This is gang warfare of a high-minded sort, pitting some of New York's best live musicians against a synthesizer they fear will usurp the job of playing Leonard Bernstein's pulsating score.
Sophisticated synthesizers and computer-manipulated recordings are increasingly taking over orchestras. Sounding almost like real players, while costing much less, they're especially popular with provincial or touring companies.
But until mid-July - when West Side Story's producers announced that a synthesizer was replacing three live violinists and two cellists, or half the orchestra's string section - staff violinist Paul Woodiel thought that at least the classics would be immune to the trend.
"It was the last straw for me," Woodiel told AFP.
"I was a student and a friend of Leonard Bernstein and it's almost certain he wouldn't have allowed this. This isn't dinner theatre, it's not Las Vegas. It's Broadway and Leonard Bernstein was the greatest American musician."
Inert, artificial
Woodiel's own job was spared, but he caused a stir through the tight-knit Broadway world with a New York Times piece denouncing the "inert, artificial" synthesizer invasion.
The producers did not respond to AFP requests to be interviewed.
Synthesizers have in fact been around for decades, notably in pop music. What's changing is the ability of the machines to enter the far more sophisticated domain of classical orchestras.
"The computer gives you so much more power now. There's ridiculous stuff," says Mike Levine, editor of Electronic Music Magazine.

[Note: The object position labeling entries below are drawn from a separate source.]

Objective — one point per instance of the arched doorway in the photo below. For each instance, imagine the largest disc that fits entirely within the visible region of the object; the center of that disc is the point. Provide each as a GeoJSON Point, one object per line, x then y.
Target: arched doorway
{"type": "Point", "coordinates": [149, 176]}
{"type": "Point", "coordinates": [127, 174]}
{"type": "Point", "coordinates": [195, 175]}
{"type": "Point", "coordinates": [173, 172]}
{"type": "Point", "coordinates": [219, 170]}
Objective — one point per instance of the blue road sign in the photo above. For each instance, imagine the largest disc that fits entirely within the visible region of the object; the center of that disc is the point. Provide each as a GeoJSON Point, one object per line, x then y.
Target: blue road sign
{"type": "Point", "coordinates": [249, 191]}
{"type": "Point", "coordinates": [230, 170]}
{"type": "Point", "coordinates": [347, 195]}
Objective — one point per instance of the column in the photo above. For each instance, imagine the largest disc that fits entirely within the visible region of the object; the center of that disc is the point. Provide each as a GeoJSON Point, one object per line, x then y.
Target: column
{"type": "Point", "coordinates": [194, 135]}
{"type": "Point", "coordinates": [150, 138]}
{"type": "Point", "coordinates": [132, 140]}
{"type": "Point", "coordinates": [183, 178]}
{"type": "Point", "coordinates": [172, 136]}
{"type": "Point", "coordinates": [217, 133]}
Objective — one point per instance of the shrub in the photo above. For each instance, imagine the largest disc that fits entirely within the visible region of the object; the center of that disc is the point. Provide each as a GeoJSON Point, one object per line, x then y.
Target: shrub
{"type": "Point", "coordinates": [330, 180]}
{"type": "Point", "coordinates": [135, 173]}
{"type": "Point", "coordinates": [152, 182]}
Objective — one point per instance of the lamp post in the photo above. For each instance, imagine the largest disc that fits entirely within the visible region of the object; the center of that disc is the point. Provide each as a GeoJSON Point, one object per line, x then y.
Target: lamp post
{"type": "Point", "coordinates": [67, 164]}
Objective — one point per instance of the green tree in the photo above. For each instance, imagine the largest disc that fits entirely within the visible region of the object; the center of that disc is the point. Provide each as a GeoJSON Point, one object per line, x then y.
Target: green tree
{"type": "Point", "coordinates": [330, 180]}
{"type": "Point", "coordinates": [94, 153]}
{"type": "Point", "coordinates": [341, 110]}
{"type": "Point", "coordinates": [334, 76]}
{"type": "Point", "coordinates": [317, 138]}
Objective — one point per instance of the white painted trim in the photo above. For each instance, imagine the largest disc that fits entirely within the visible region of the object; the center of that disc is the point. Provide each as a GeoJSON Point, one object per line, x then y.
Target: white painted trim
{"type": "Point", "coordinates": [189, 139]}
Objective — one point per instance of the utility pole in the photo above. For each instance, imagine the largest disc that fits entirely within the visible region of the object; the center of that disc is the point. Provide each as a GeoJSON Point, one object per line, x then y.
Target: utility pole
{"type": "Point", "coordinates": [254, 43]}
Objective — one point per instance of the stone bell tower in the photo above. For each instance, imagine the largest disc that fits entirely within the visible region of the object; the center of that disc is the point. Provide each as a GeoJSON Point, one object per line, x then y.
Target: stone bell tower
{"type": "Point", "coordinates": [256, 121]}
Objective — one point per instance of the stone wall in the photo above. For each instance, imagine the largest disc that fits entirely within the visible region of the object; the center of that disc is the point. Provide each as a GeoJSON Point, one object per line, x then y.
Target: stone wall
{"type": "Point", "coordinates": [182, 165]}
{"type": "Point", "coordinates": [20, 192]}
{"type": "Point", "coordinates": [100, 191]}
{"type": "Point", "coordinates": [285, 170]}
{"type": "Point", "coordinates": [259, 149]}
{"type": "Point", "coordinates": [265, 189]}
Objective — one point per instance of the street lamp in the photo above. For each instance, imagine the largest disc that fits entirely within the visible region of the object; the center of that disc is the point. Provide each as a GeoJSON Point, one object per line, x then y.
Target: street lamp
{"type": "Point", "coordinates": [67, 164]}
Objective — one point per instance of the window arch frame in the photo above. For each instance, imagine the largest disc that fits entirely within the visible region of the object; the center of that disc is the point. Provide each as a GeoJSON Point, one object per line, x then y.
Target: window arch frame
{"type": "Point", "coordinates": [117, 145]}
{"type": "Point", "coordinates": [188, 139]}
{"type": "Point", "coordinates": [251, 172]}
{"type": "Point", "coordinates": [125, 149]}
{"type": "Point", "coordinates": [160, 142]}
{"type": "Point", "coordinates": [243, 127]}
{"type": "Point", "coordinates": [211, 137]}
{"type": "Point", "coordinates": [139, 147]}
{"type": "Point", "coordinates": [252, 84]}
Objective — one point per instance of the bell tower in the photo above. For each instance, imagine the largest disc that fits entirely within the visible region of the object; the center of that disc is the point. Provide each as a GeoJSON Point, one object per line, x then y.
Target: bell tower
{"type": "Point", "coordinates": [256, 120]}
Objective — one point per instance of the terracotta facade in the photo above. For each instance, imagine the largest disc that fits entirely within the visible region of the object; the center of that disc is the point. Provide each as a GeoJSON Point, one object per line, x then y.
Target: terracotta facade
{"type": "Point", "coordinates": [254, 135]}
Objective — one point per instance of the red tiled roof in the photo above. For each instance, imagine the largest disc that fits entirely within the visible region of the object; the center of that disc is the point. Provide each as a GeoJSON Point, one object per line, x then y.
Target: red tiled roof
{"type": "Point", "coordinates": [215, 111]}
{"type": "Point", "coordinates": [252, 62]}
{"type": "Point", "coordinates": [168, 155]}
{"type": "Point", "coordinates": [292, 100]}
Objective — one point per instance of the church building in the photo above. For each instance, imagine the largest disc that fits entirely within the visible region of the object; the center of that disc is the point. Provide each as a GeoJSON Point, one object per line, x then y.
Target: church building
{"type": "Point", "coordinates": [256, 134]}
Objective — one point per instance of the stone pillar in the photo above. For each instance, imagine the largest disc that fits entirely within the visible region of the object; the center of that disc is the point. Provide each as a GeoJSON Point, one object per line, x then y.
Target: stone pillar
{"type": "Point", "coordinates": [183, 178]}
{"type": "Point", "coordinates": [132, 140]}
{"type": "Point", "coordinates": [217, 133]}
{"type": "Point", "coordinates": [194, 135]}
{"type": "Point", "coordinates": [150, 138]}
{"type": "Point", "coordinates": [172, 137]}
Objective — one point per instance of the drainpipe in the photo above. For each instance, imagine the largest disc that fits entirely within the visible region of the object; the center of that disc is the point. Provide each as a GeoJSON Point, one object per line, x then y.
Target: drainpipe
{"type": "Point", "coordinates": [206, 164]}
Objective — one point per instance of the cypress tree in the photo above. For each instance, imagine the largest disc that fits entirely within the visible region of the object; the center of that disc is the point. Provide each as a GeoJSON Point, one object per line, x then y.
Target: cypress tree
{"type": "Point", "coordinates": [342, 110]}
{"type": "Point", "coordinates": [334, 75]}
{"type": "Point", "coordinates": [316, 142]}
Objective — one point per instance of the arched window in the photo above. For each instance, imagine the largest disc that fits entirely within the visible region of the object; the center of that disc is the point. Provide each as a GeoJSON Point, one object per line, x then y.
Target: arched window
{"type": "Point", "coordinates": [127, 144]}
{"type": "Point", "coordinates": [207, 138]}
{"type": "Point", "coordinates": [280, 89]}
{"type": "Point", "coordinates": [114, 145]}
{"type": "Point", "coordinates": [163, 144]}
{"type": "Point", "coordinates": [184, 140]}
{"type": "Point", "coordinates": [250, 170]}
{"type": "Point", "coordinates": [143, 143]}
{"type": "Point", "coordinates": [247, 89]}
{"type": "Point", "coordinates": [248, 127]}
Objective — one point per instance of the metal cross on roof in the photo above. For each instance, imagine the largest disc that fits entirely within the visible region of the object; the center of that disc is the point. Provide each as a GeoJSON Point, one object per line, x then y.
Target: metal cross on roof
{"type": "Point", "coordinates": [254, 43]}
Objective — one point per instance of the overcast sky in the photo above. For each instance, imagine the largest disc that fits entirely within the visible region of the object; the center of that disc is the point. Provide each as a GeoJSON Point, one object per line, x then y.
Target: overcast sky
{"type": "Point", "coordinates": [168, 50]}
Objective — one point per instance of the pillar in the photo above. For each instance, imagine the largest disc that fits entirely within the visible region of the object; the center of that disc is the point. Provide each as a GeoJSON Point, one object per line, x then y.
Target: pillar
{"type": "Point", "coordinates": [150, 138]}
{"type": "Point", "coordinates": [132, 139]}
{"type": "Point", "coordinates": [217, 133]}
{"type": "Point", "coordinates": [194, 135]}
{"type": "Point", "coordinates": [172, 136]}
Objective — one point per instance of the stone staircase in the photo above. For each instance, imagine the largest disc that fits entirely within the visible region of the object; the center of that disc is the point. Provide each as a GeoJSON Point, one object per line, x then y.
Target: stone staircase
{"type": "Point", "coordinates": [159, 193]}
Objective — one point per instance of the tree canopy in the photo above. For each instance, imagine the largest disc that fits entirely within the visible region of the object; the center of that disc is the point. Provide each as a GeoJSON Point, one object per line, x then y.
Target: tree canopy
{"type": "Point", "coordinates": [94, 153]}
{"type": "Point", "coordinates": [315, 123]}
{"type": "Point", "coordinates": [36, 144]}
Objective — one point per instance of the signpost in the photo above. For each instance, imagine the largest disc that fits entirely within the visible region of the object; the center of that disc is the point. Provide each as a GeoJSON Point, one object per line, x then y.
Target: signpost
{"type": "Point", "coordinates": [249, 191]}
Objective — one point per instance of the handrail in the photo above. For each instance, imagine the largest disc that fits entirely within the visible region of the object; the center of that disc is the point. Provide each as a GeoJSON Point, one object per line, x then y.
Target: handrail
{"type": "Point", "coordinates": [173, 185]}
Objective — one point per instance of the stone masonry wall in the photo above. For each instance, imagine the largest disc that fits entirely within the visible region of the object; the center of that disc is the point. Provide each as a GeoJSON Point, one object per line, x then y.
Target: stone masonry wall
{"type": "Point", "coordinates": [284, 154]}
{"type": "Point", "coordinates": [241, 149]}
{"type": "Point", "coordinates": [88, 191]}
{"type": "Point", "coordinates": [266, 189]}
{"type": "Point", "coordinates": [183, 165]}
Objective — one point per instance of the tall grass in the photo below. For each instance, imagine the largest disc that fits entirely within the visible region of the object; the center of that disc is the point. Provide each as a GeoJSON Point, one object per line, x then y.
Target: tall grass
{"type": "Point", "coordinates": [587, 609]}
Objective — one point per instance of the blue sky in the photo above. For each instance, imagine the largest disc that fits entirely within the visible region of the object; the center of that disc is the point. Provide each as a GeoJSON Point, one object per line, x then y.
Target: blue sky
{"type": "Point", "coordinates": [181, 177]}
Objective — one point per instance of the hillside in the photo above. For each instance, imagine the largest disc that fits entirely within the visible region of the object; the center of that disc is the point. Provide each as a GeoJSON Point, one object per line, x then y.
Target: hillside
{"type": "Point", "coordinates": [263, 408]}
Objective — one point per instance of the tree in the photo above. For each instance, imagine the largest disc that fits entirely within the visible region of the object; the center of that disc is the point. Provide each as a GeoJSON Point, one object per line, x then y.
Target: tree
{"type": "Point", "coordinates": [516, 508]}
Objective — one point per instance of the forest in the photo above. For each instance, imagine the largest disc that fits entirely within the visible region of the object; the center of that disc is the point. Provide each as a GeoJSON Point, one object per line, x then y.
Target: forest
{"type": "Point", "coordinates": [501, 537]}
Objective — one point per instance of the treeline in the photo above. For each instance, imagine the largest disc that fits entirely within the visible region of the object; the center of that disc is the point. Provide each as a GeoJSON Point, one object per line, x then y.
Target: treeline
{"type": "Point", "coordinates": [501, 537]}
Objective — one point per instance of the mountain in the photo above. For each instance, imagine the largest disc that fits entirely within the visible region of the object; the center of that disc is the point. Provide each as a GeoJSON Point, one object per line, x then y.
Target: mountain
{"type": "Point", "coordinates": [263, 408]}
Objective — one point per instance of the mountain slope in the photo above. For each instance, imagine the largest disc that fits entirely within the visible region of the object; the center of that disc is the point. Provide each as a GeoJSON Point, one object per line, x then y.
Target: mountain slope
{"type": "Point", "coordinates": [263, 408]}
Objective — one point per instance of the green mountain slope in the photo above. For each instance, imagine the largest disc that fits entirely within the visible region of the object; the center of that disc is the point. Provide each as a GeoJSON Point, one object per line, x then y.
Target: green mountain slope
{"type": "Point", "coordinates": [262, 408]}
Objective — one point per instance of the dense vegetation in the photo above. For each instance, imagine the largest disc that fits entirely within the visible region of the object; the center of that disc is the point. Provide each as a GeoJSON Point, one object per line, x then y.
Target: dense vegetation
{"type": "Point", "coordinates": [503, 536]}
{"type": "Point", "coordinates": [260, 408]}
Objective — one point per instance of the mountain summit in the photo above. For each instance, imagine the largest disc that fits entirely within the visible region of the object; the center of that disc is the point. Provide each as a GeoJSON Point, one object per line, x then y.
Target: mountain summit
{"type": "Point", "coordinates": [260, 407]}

There are computer programs able to read and play back music scores - a boon to composers who can now hear their work as they write - and software allowing conductors to control the tempo of the machine, in the same way that they direct live players.
"It has gotten very, very good with something like drums and bass and strings," Levine said. "With piano they can model almost anything."
Levine said the growing use of synthesizers is positive for basement bands and other music industry start-ups, but a menace to jobs in large, labour-intensive ensembles like orchestras.
"It's all about money and the producers want to make as much money as possible," Levine said. "They always did."